Unrecovered grants - Taxpayers’ money must be paid back
Nobody gets a cast-iron guarantee that a company which sets up in Ireland is here to stay. But the public has a right to expect that grants would be recovered immediately from hugely profitable multinationals.
The observation has special resonance when a company boasts annual profits of over $2 billion. A case in point concerns hi-tech group Celestica, which arrived in Ireland to a fanfare of trumpets in 1998, receiving a whopping IDA grant of over €3.6 million in the process.
Five years later, having shed 1,000 jobs after the tech bubble burst, the outfit has packed its bags and left. But for reasons yet to be made clear, the company is still holding onto the money it received from the IDA in the form of grant aid.
Overall, last year, 33 IDA-supported companies ceased their Irish operations, having received more than €31m in grants from the Government.
This money was doled out over a number of years after the companies opened their Irish-based operations.
However, more than €20m was kept by firms under deals signed with the IDA.
In the majority of cases, the IDA had drawn up contracts under which the companies were not required to repay any of the State payments they received when they moved to Ireland.
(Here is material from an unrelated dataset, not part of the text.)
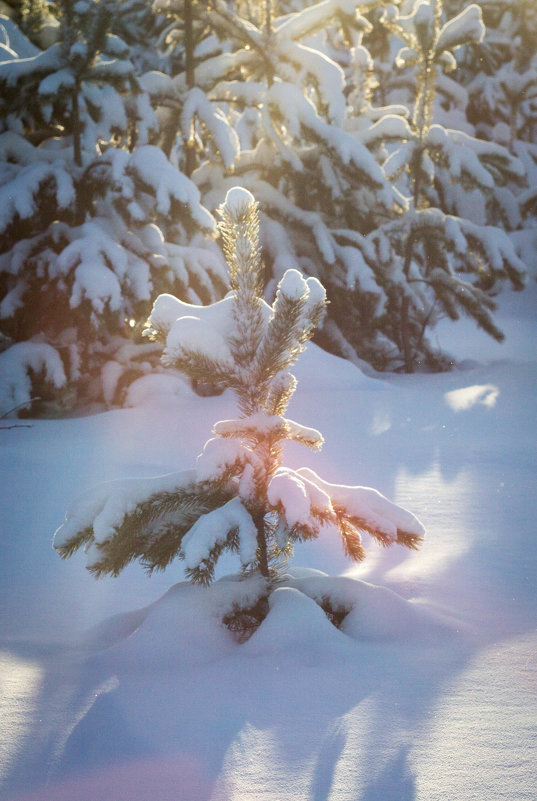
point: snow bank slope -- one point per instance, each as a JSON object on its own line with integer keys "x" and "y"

The issue of grant liability does not arise once the company meets its commitments. In the current scenario, however, all but six of the firms which ceased operations in 2003 have repaid all of their grant liabilities.
Much to the IDA’s embarrassment, these revelations follow the criticism for wasting taxpayers’ money on almost 90 empty factories, which the agency continues to rent at an annual cost of more than €2m.
What people find perplexing is that after being dormant for decades, the agency is still renting 34 completely empty facilities and owns another 53 factories which are idle.
To its credit, the IDA has generated tens of thousands of jobs and played a major role in the creation of the Celtic Tiger economy.
But its officials must never forget that grants come from taxpayers’ hard-earned money.
There is an onus on the authority to immediately put measures in place to ensure prompt repayment of taxpayers’ money when a foreign company prematurely decides to pull up stumps and relocate its operations elsewhere in the world.